Issue: Rate limiting
The PDBe API may rate limit excessive requests. Add delays between batch queries:
import time
pdb_ids = ["4wa9", "2hyy", "1iep"]
for pdb_id in pdb_ids:
data = safe_pdbe_query(f"https://www.ebi.ac.uk/pdbe/api/pdb/entry/summary/{pdb_id}")
# Process data...
time.sleep(0.5) # Wait 500ms between requests
Quick Reference
Most Useful Endpoints
| Purpose | Endpoint |
|---|---|
| Structure summary | /pdb/entry/summary/{pdb_id} |
| Compound info | /pdb/compound/summary/{comp_id} |
| Validation outliers | /validation/residuewise_outlier_summary/entry/{pdb_id} |
| Structure status | /pdb/entry/status/{pdb_id} |
| Ligand binding sites | /pdb/entry/ligand_monomers/{pdb_id} |
| Search structures | /search/pdb/select?q={query} |
Common Solr Query Patterns
| Query | Purpose |
|---|---|
pdb_id:4wa9 |
Specific PDB entry |
molecule_name:kinase |
By protein name |
ligand_name:imatinib |
By ligand name |
resolution:[0 TO 2.0] |
High resolution structures |
revision_date:[20240101 TO 20241231] |
Recently revised |
experimental_method:"X-ray diffraction" |
By experimental method |
Integration with Coot Workflows
Example: Automated Structure Quality Check
import json
def structure_quality_report(imol):
"""Generate quality report using PDBe API data"""

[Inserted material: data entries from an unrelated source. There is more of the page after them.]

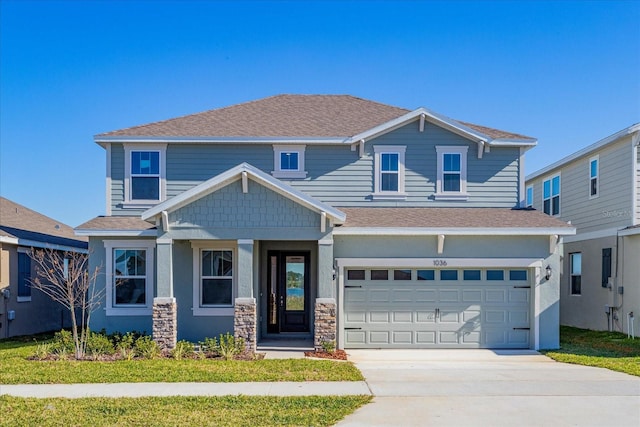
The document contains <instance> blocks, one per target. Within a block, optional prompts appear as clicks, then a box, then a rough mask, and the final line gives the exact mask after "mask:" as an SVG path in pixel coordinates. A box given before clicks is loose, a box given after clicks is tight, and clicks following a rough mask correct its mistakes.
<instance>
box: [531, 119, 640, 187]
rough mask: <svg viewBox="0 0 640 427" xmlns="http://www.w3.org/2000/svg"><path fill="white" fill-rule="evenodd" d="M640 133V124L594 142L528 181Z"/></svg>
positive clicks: (638, 124) (553, 164)
mask: <svg viewBox="0 0 640 427" xmlns="http://www.w3.org/2000/svg"><path fill="white" fill-rule="evenodd" d="M639 131H640V123H637V124H635V125H633V126H629V127H628V128H625V129H623V130H621V131H620V132H616V133H614V134H613V135H610V136H608V137H606V138H604V139H601V140H600V141H597V142H594V143H593V144H591V145H589V146H587V147H585V148H583V149H582V150H579V151H576V152H575V153H573V154H570V155H568V156H567V157H564V158H562V159H560V160H558V161H557V162H555V163H552V164H550V165H549V166H546V167H544V168H542V169H539V170H537V171H535V172H533V173H532V174H530V175H528V176H527V178H526V179H527V181H530V180H532V179H535V178H538V177H539V176H542V175H546V174H548V173H550V172H551V171H553V170H554V169H557V168H559V167H561V166H564V165H565V164H567V163H570V162H572V161H574V160H577V159H579V158H580V157H583V156H586V155H589V154H591V153H593V152H594V151H597V150H599V149H600V148H602V147H604V146H606V145H609V144H611V143H615V142H616V141H617V140H619V139H620V138H623V137H625V136H627V135H631V134H633V133H634V132H639Z"/></svg>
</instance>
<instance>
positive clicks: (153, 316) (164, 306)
mask: <svg viewBox="0 0 640 427" xmlns="http://www.w3.org/2000/svg"><path fill="white" fill-rule="evenodd" d="M153 340H154V341H155V342H157V343H158V345H159V346H160V348H161V349H162V350H171V349H173V348H174V347H175V346H176V342H177V340H178V306H177V304H176V299H175V298H154V299H153Z"/></svg>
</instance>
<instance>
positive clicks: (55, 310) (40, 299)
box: [0, 197, 88, 338]
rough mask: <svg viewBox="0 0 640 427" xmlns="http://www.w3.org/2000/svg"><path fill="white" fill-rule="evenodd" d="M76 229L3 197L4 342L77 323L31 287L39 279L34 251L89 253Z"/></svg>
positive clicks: (1, 214) (0, 209)
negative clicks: (30, 257) (74, 232)
mask: <svg viewBox="0 0 640 427" xmlns="http://www.w3.org/2000/svg"><path fill="white" fill-rule="evenodd" d="M87 246H88V245H87V241H86V238H78V237H76V236H75V234H74V232H73V228H71V227H69V226H68V225H65V224H63V223H61V222H59V221H56V220H53V219H51V218H49V217H47V216H44V215H42V214H40V213H38V212H35V211H32V210H31V209H29V208H26V207H24V206H22V205H19V204H17V203H15V202H12V201H11V200H8V199H5V198H4V197H0V338H8V337H12V336H16V335H28V334H35V333H39V332H47V331H52V330H59V329H62V328H63V327H69V326H70V325H71V320H70V314H69V310H67V309H66V308H65V307H63V306H62V305H61V304H59V303H57V302H55V301H53V300H52V299H51V297H49V296H48V295H46V294H44V293H42V292H40V291H38V290H36V289H32V288H31V285H30V283H31V280H35V279H36V277H37V271H36V266H35V262H32V260H31V258H30V256H29V254H30V252H31V250H32V249H39V248H51V249H56V250H61V251H71V252H78V251H81V252H84V253H86V251H87Z"/></svg>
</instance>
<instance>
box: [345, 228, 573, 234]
mask: <svg viewBox="0 0 640 427" xmlns="http://www.w3.org/2000/svg"><path fill="white" fill-rule="evenodd" d="M440 234H444V235H450V236H548V235H555V234H557V235H559V236H569V235H574V234H576V229H575V228H574V227H562V228H533V227H528V228H527V227H523V228H507V227H505V228H484V227H478V228H423V227H338V228H335V229H334V230H333V235H339V236H434V235H440Z"/></svg>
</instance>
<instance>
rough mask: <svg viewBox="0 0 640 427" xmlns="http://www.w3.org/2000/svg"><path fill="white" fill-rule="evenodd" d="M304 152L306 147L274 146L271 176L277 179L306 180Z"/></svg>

# Get PDB ID from molecule
pdb_file = coot.molecule_name(imol)
# Extract PDB ID from filename (assumes format like "pdb4wa9.ent")
import re
match = re.search(r'pdb(\w{4})', pdb_file.lower())
if not match:
print("Could not extract PDB ID from filename")
return
pdb_id = match.group(1)
# Get structure info
url = f"https://www.ebi.ac.uk/pdbe/api/pdb/entry/summary/{pdb_id}"
result = coot.coot_get_url_as_string_py(url)
data = json.loads(result)
entry = data[pdb_id][0]
print("=" * 60)
print(f"STRUCTURE QUALITY REPORT: {pdb_id.upper()}")
print("=" * 60)
print(f"Title: {entry['title']}")
print(f"Method: {entry['experimental_method']}")
print(f"Released: {entry['release_date']}")
print(f"Revised: {entry['revision_date']}")
# Check for significant revisions
if entry['revision_date'] != entry['release_date']:
from datetime import datetime
release = datetime.strptime(entry['release_date'], "%Y%m%d")
revision = datetime.strptime(entry['revision_date'], "%Y%m%d")
days = (revision - release).days
print(f"\n⚠️ STRUCTURE REVISED {days} days after release")
print(" Check PDBe for revision details")
print("=" * 60)
# Usage: structure_quality_report(0)
Resources
- PDBe API Documentation: https://www.ebi.ac.uk/pdbe/api/doc/
- Aggregated API: https://pdbe.org/graph-api
- Search API: https://www.ebi.ac.uk/pdbe/api/doc/search.html
- Mailing List: pdbe-api-users@ebi.ac.uk
- GitHub Examples: https://github.com/PDBeurope/pdbe-api-training
Summary
The PDBe API provides rich programmatic access to structure metadata, validation data, and search capabilities. Using coot.coot_get_url_as_string_py(), you can:
- Check structure and ligand revision history
- Access validation reports and quality metrics
- Search for related structures
- Get compound information and chemical details
- Verify structure status and supersession
- Integrate external data into Coot workflows
This enables powerful automated quality checks, structure comparison workflows, and data-driven validation within Coot.